Objections related to amenity space might occur in this case and it may also impact the design capacity of the bungalow. However, there is already loss of open space in the bungalow; hence this is a major privacy issue for the party. At the same time, no space will be left for managing other activities such as parking, gardening and etc. Apparently, the first floor and second floor will be having different windows which could also bring issues related to lighting and shading. Hence, it can be said that new windows in the building can affect many things of the neighbour’s house.
The direction of sunlight keeps on changing; hence this is a major factor for the neighbour to object. For every house, it is crucial to have appropriate provision for sunlight and neighbours have to consider the same (Zampas and Andión-Ibañez, 2012). Thus, objection could be raised on the basis of proper arrangement of facilities; therefore, these are the prime factors that are essential to consider in this case. Proper spacing between both the houses is vital as that can aid in making the premises more spacious and ventilated. Direction and size of window also matters in this case; hence opposite is required to get all sort of information in the same area. There should not be small gap between both the houses as that may damage the space of the house.
In addition to the same, safety assessment is also required to be conducted and accordingly proper spacing must be given if residents want to walk in the house. This is crucial for the purpose of ascertaining how much gap exists in the house. Proper space is crucial to give in the house premises and that should be held with suitable safety and security measures. However, walking on stories has become unsafe and it is also dangerous for pedestrians to walk down in that pathway. It is also observed that no front garden is shown in the proposed house elevation; therefore, it may change the way of wind. Alongside, speed of wind may also get changed accordingly which could affect the party. The three story building also shows unspecific height; therefore, it directly impacts the privacy aspects.
Moreover, in the architecture, it is also analysed that a flimsy wooden fence is proposed with unspecific height and at the same time, it can also impact the existing property of the bungalow. Therefore, proper permission is also required to be acquired from Household Planning Authority (Bazelon, 2011). Thus, the place should not be dominating over others immediate neighbour can also claim for several rights and obligations. Along with the same, there should not be large unprecedented space for window and other areas as that may affect the front side of the property. Moreover, in this context it can be said that proper space is required to be given to window elevation so that door, ground and other areas can be suitably managed. Hence, all such provisions ought to be considered while taking any decision on the case.
Furthermore, below exist some structured objections, referred as-
This is on considering the applicant's proposal for the removal of a precious bungalow property and its conversion into a three storey building that is apparent to make tremendous changes in its existing structure by equally affecting the nearby buildings that includes the objector's residence as well. It is mainly due to an adjoining wall between the houses of both the applicant and the protester whose demolition is proven to destroy the residence of the objector to a great extent (Dunn, 2015). Apart from this, this will also make a drastic change onto the character of the entire street by duly changing the originality of the existent construction of the properties located at that landscape. It is basically due to a completely altered vicinity that will directly hinder into the comfort zone of the people located in that area from a long term period due to a totally transformed structure. This involved a significant existence of elderly people who are residing in this bungalow from a quite long period with comfortable amenities nearby them. It has therefore resulted in the creation of yet another concerning agenda of securing the old age people who are no more able to climb up the staircases such as in the present case of the applicant who is planning to convert the traditional bungalow into a 3 storey building (Lewis, 2015). This is evident to destroy the precious home of the old age people. It is a disgraceful attempt where the applicant has hereby presented some of his personal issues behind doing so. However, this is on considering the fact, it has been found that it was previously predictable by both the applicant and his spouse that in future they will be planning for kids and for which, extra space will be required.

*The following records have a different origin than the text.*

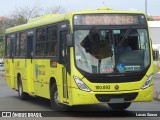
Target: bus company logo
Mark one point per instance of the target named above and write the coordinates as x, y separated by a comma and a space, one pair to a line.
6, 114
116, 87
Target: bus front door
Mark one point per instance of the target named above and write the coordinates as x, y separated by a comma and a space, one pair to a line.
64, 53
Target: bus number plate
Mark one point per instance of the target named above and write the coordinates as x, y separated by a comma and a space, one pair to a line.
102, 87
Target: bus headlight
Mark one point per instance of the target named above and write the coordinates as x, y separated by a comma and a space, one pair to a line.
148, 82
81, 84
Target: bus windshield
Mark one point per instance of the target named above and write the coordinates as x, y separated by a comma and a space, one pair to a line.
104, 51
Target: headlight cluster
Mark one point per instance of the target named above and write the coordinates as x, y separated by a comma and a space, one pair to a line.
81, 84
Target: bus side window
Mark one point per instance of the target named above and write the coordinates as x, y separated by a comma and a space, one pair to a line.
155, 55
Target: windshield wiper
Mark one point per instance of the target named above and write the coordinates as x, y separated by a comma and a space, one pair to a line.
96, 31
129, 29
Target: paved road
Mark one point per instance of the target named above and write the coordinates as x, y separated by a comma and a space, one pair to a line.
9, 101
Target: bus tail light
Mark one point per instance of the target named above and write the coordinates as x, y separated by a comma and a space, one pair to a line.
81, 84
148, 82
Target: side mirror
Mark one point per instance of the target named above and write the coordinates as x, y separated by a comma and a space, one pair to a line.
69, 41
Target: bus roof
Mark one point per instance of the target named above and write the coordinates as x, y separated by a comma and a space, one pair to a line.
52, 18
154, 23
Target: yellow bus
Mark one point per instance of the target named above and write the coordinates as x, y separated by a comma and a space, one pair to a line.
80, 58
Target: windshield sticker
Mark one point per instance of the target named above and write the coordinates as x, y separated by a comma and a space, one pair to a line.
121, 67
116, 31
107, 69
132, 68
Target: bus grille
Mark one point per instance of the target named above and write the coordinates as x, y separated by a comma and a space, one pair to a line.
114, 79
107, 97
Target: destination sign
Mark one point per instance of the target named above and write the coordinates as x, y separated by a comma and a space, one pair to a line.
109, 19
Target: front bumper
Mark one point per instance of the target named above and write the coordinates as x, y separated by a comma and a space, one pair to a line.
80, 97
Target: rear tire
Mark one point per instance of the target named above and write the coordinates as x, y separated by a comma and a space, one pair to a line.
119, 106
22, 95
54, 100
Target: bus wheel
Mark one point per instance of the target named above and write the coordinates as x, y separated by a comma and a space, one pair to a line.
54, 100
22, 95
119, 106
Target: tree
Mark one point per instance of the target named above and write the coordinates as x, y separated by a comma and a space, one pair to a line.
22, 15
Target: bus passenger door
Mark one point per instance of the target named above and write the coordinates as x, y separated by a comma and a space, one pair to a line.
64, 57
29, 65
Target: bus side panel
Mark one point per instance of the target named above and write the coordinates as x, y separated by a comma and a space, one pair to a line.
41, 77
9, 74
20, 69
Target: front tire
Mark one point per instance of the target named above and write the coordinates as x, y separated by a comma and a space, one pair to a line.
22, 95
54, 100
119, 106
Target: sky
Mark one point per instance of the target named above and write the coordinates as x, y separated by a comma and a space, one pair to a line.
153, 6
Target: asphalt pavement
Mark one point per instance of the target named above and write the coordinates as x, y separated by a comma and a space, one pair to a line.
9, 101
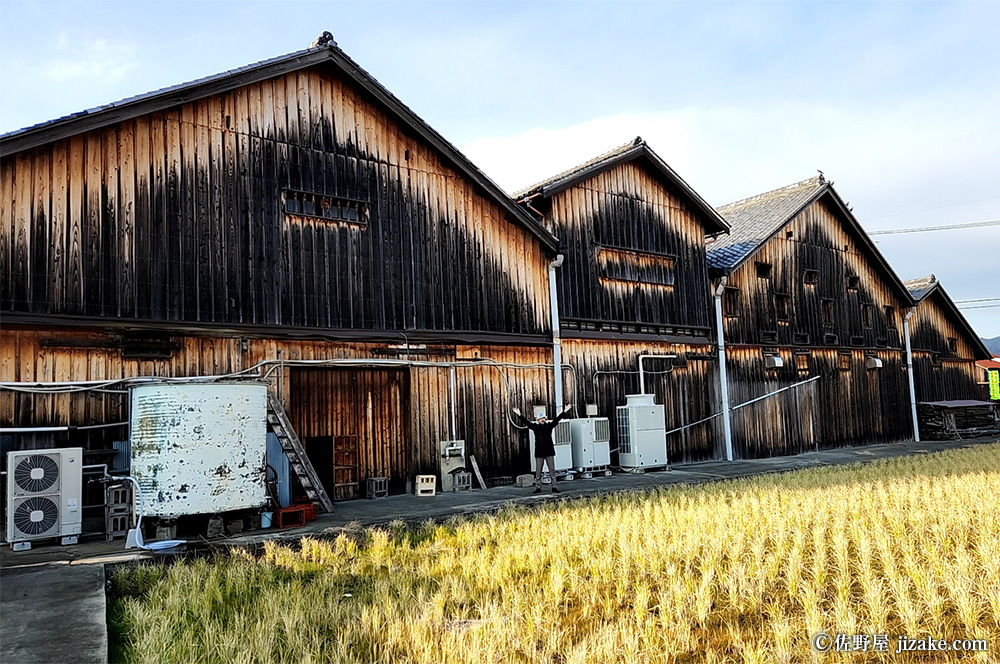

With that respect, they have taken the decision of purchasing this bungalow in adjacent to the house of the objector who is equally proven to get affected from the decision of its conversion into a 3 storey building. It is therefore advisable to the applicant to refer to an easier route where he may consider selling the bungalow and instead buy a 3 storey building in a well-known area named Willen where it will be easily accessible under a reasonable price structure. This will in turn result into certain agreeable outcomes where no destruction of an existing uncommon bungalow will take place with no wastage of council's valuable resources and no disturbance to the close neighbours who are tremendously upset from the proposed plan of the applicant. It is with a major protest from the immediate neighbour named Maniam objecting this whole idea which is proven to impact on the quality of their personal lives.
It is on referring to a factual case of Tesco Stores v Dundee City Council  that relied on such similar matter. In this particular case, the Court hereby decided the significance of the term policy which is a sole consideration of the Court and is being consulted for understanding the base of logicality.
This is together on considering the case of R (on the application of TW Logistics) v Tendering District Council and Anglia Maltings (Holdings) Ltd  Inter-Environment Bruxelles et al v Region de Bruxelles-Capitale that also relied upon the scope of SEA (Mason and Stephenson, 2015). The objector hereby chosen to favour yet another factual case of Heard v Broadland DC, South Norfolk DC & Norwich City Council  linked to the determinations of above two lawsuits. It however reflected a prior involvement of LPA where in case it approves the projected plan of the applicant, it will be a prime responsibility of the LPA to consider any alternative measure in support of the protester with some valid objection against total reconstruct or extension.
It will be created on considering the projections outlined in the planning proposed by the applicant where in the present case, the applicant has duly referred to rebuild a 3 storey building to entirely convert the bungalow in requirement of extended area in the future. However, the objector has hereby claimed the applicant to present a dubious reason for the same where there were many spacious bungalows available nearby that area when the applicant chooses to buy a small house. It is now seemed to be a complete unnecessary plan where the applicant is having a larger garden area in comparison to others residing in that similar area.
He is now intending to cover that by enlarging the building for his own personal gain that will in turn result in creating various problematic concern for the immediate neighbours. The LPA is hereby required to consider either of the two situations (Knapp, Crystal and Prince, 2016). Wherein, this change will either result in a major loss to the old age people where they will be losing a low budget bungalow ideal for their use and fulfils the special needs of disabled residents or the personal gain of the applicant. Wherein, he is intending to do so for his own personal financial benefit and use half of the portion of the newly constructed house for his own business purpose.
Whereas, on the approval of second situation, it is proven to cause severe environmental pollution due to such heavy traffic for the delivery and pick up of van and trucks because of such tiny residential area with petite streets. The objector has thereby made some valid charges against the applicant where it is thereby referred to be a contradictory plan for the development which will in turn result in the loss of a property which is extremely valuable for the needy people. Also, this will reflect a violated decision of Bruxelles where it will be along with some significant fiscal results for the Milton Keynes Council.
Also, the applicant is getting full support of the concerned officials who are responsible to pass the proposed plan of development and on whose basis, the applicant has been permitted for 3 continual revisions in his projected design that in turn deferred the entire matter of decision (Hazard, Hodes and Jarvis, 2014). However, it was required to be done within a reasonable time period where the objector named Maniam is herself a pensioner where she is fully entitled to decide the whole matter on time with no requisition of objecting 3 times where the applicant all the time gets permission to make further changes in his proposed application of planning.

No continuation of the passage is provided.